Закончив показ, Леруа сделал вывод:

— Слюна мамаш — вот тот клей, который скрепит то большинство, что составит клиентуру фирмы Рубашофф.

А Шанталь подправила свою старую метафору: не аромат розы, нематериальный и поэтичный, пронизывает насквозь человечество, а слюна, материальная и прозаичная: вместе с полчищем микробов изо рта любовницы в рот любовника, любовника его жены, от жены к ее ребенку, от ребенка к его тетке, от тетки, подавальщицы в ресторане, к ее клиенту, в чей суп она плюнула, от клиента к его жене, от жены к ее любовнику, а оттуда к бесконечному количеству ртов, так что все мы погрузимся в целое море слюны и составим единое слюнное сообщество, единое человечество — влажное и однообразное.
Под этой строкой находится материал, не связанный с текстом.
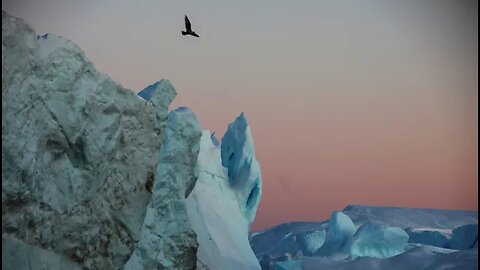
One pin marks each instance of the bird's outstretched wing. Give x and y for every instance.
(188, 25)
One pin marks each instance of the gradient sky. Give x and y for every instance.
(349, 102)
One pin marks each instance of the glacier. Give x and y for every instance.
(368, 237)
(378, 241)
(95, 176)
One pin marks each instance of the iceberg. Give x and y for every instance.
(339, 232)
(464, 237)
(238, 156)
(216, 208)
(310, 242)
(427, 236)
(422, 240)
(378, 241)
(95, 176)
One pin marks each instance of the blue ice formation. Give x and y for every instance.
(288, 265)
(428, 231)
(309, 242)
(214, 139)
(340, 231)
(428, 237)
(147, 93)
(378, 241)
(464, 237)
(238, 156)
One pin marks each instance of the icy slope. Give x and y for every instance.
(215, 206)
(380, 240)
(95, 177)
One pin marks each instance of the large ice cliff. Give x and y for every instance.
(96, 177)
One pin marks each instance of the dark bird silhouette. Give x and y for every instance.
(188, 27)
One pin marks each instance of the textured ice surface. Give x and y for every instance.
(433, 237)
(378, 241)
(309, 242)
(464, 237)
(340, 231)
(214, 211)
(288, 265)
(78, 152)
(166, 216)
(426, 227)
(238, 156)
(93, 177)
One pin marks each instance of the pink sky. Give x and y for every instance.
(358, 102)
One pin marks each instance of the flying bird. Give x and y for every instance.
(188, 27)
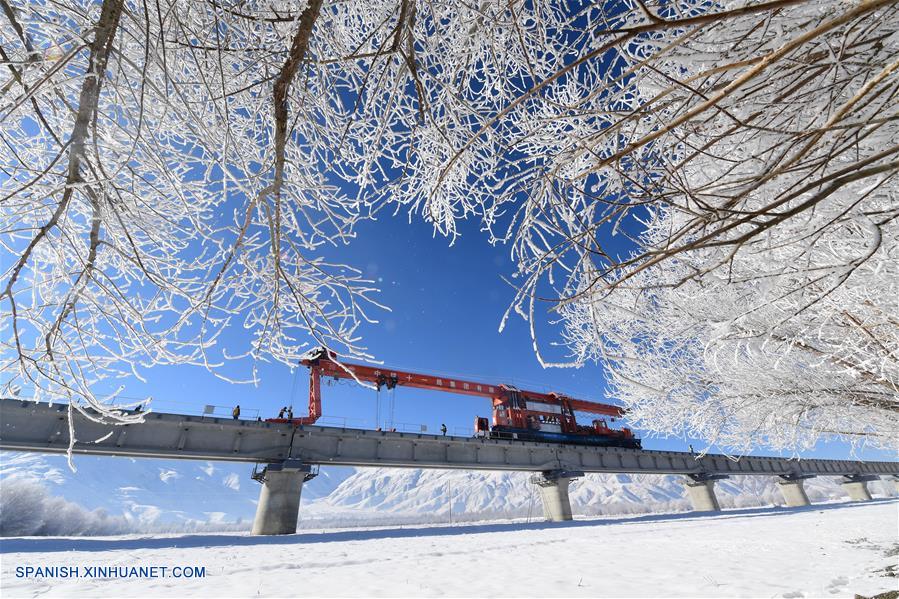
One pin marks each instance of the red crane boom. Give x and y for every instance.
(321, 363)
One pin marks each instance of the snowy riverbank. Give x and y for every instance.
(831, 550)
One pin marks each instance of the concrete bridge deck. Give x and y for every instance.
(289, 453)
(28, 426)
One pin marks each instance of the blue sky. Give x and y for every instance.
(447, 303)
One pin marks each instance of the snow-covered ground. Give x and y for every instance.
(828, 550)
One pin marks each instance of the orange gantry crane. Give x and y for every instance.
(517, 413)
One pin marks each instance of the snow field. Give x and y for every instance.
(829, 550)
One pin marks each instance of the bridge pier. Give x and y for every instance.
(279, 499)
(553, 487)
(856, 486)
(701, 490)
(792, 487)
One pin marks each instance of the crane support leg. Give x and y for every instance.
(701, 490)
(856, 486)
(553, 487)
(792, 487)
(279, 499)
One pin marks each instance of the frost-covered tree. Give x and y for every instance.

В этот вечер, устав от шума моторов и автомобильных гудков, она еле доползла до дома. Ей не терпелось побыть в тишине, но, войдя в подъезд, она услышала крики рабочих и стук молотков. Оказалось, что сломался лифт. Поднимаясь, она чувствовала на всем теле гнусную испарину, удары молотков гремели на всю лестничную клетку — словно барабаны сопровождали этот жар, подстегивали его, раздували, прославляли. Вся мокрая от пота, она остановилась перед дверью квартиры, подождала минутку, чтобы Жан–Марк не увидел ее запыхавшейся.

“Огонь крематория сует мне свою визитную карточку”, — сказала она себе. Эта фраза как–то сама собой мелькнула у нее в мозгу. Стоя перед дверью — а грохот не прекращался, — она повторяла ее про себя. Не нравилась ей эта фраза, в ней было что–то нарочито кладбищенское, отдававшее дурным вкусом, но отвязаться от нее она не могла.
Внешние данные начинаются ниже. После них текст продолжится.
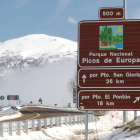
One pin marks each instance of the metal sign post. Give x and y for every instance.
(125, 113)
(86, 126)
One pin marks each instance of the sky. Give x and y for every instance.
(53, 17)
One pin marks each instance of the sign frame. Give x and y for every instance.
(95, 21)
(110, 8)
(103, 109)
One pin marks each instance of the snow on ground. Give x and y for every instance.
(12, 116)
(38, 44)
(129, 131)
(8, 113)
(100, 128)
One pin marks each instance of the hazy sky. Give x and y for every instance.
(53, 17)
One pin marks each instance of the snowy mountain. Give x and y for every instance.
(38, 66)
(33, 51)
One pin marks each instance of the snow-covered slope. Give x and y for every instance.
(41, 67)
(34, 50)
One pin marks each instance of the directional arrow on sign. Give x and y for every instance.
(84, 78)
(137, 99)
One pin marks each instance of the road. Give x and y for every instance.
(29, 113)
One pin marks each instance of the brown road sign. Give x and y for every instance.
(109, 78)
(108, 100)
(109, 43)
(111, 13)
(108, 65)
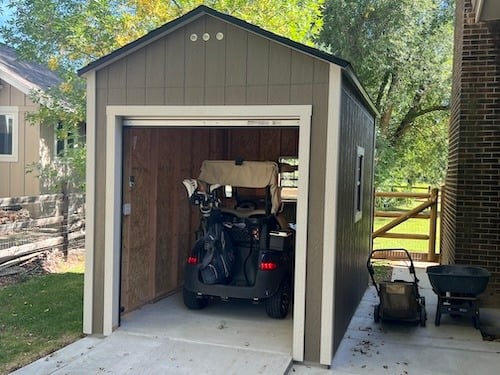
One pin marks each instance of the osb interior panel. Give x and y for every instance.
(160, 231)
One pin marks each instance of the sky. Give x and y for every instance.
(5, 14)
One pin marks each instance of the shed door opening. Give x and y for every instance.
(158, 223)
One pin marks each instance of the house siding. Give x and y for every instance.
(240, 69)
(15, 181)
(471, 209)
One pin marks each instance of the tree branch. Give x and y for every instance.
(412, 115)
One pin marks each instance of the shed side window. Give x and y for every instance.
(8, 134)
(358, 193)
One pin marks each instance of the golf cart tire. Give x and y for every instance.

Молотки наконец смолкли, жар стал спадать — и она решилась войти. Жан–Марк бросился к ней с объятиями, но, когда она начала что–то говорить, перестук, хоть и не так слышный за дверью, раздался опять. Ей казалось, что от него некуда деваться. От испарины тоже не было спасения. Ни к селу ни к городу она простонала:

— Лишь огонь крематория избавит нашу плоть от всего этого.

Заметив удивление в глазах Жана–Марка, она осознала всю нелепость этой фразы и принялась поскорее пересказывать только что виденный телефильм и все, что по этому поводу выложил Леруа, не забыв, конечно же, о человеческом плоде, заснятом в чреве матери. Который, повиснув в акробатической позе, ухитрялся заниматься чем–то вроде мастурбации, да так ловко, что ни одному взрослому не удалось бы.
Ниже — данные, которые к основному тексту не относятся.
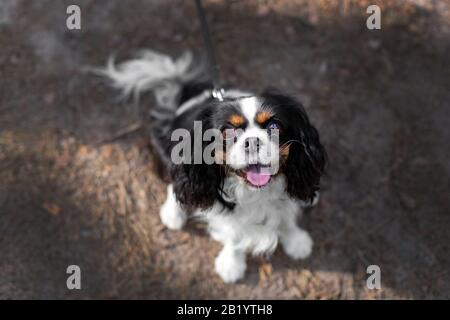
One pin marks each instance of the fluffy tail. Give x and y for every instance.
(153, 71)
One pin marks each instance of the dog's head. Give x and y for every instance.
(258, 139)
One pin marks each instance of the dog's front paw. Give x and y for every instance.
(172, 216)
(298, 245)
(230, 266)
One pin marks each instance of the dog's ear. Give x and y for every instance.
(307, 157)
(196, 183)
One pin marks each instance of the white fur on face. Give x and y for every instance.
(268, 153)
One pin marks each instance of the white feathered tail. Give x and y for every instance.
(153, 71)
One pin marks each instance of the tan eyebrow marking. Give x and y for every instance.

— Нет, ты только представь себе: половая жизнь плода! У него еще никакого сознания нет и в помине, никакой личности, никаких впечатлений, а он уже испытывает сексуальные эмоции, а может быть, и наслаждение. Стало быть, сексуальность предшествует нашему самосознанию. Наше “я” еще не существует, а похоть уже тут как тут. И представь себе, эта идея растрогала всех моих коллег. Когда они глазели на мастурбирующий плод, у них слезы навертывались на глаза.

— А у тебя?

— А я ничего не почувствовала, кроме отвращения. Только отвращение, Жан–Марк, и ничего больше.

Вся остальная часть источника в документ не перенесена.